A week and a bit ago, I sat in a pub with one of my few Conservative friends. A professed One-World Conservative, he wasn’t completely against everything his party are up to, but he certainly wasn’t happy, and that was before the spending review. We discussed what had become of the Conservative party, and how it seemed to have jettisoned many of the values that people associate with it.
Don’t get me wrong, I shudder at the thought of a paternalistic approach to helping the poor – I’m glad we’ve moved beyond much of that language – but once upon a time, being Conservative meant believing in a responsibility to through scraps to those on the margins, and to improve their lives for them. Problematic on many levels, but not the Laissez-Faire “their poverty, their problem” attitude of the current government. And that intention is now betrayed.

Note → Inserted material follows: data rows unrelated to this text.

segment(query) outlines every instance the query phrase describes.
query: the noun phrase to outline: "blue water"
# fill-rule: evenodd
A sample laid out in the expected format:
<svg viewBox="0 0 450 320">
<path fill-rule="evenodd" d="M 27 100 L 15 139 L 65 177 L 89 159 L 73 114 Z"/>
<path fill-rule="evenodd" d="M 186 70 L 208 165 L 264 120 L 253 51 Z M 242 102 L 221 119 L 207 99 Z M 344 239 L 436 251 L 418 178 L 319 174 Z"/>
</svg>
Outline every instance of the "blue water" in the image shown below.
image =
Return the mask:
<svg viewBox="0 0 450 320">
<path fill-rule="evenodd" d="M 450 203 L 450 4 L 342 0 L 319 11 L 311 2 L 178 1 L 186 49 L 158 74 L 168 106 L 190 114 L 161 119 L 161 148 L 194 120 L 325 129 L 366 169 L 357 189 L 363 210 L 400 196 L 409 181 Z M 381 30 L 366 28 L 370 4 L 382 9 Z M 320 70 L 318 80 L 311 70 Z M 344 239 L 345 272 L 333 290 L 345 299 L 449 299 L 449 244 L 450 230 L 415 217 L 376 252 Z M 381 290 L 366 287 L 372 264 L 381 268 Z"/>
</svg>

Sure, there will be odd throw-away gestures, but in a world where wages are likely to go down and unpaid overtime to go up (can there be a more anti-family trend?) I cannot help but wonder if people who tie together their own idea of a conservative approach to the future and to societal values are now left almost entirely without a party to vote for?
Before the election, I had a couple of conversations about why people might vote Conservative around St Michael le Belfry. There was a strong sense that more needed to be done to care for two-parent families, and that somehow the Conservatives were the better choice to match with this. I found it surprisingly easy to put some doubt over this assumption just by talking through the kinds of facilities a family would need, and which party was prepared to tax for and appropriately fund which services. I wonder how these people will feel once the Conservatives have done their worst to destroy families through unemployment, homelessness/ instability of homes, coping with family members outside of care but desperately in need of assistance and so forth.
I have commented before about the way the coalition has allowed Cameron to get rid of the moral mission of the Conservative Party and focus entirely on freeing up big business; essentially dealing with the party who’s personal and social values are most at odds with his own but who’s economic agenda is closest.
Do people who vote Conservative genuinely want a so-called minarchist state, where the only role of the state is to protect the property and business interests of those rich enough to have any from either outside forces or those inside who are left with nothing? Or do they want a stable future for their families, their children safe from the very perversions capitalism is only too happy to sell them? The Green-fields vision of a quaint, happy Britain of old, or the tooth-and-nail capitalism that the Conservatives, with their friends the Liberal Democrats, are now pursuing?
Is the Conservative party really a conservative party anymore?